You also want to make sure that you’re on the same channel as your access point. The access point is usually setting this channel information automatically. And the workstations are matching the access point. But if you’re setting those channels manually on your workstation, you want to be sure they’re matching the same channel that’s on the access point.
Our wireless signals tend to bounce off objects that are around us. And older access points may not be able to handle this multi-path interference when it’s received at the access point. You might also want to see where the access point is physically located. This might be an opportunity to move the access point closer to the users to improve overall performance.
Getting the best possible wireless signal can be a challenge in any environment. There are a number of devices that can create wireless signal interference, such as fluorescent lights, microwave ovens, cordless telephones, and high power sources such as transformers and generators. We also have the challenge of the unpredictable interference, such as third parties in a multi-tenant building.

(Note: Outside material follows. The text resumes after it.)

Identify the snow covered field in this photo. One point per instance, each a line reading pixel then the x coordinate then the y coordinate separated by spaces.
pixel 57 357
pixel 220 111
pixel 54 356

Some of the troubleshooting tools you may want to use will be able to show you signal strength. You can sometimes see this in Performance Monitor in Windows. Or you might want to use a third-party tool to be able to map this information over an extended period of time.
If you bring up a list of all of the wireless networks in your area, you may find that your particular network is not appearing. There may be a couple of reasons why that might be happening. One of those reasons might be that your access point is too far away. You can see all of the local access points. But the signal from your access point is not making it to your workstation.
Or you may have configured your access point to intentionally not show itself in this list of access points. This is called a disabling of SSID advertisements. And if you’ve disabled those advertisements, they will never appear in that list of available networks.
Your wireless network is still available, of course. But you’ll have to manually configure your system to be able to connect to it. It’s not going to appear in a list of available wireless networks. But you’ll still be able to type in the SSID manually and connect to your wireless network.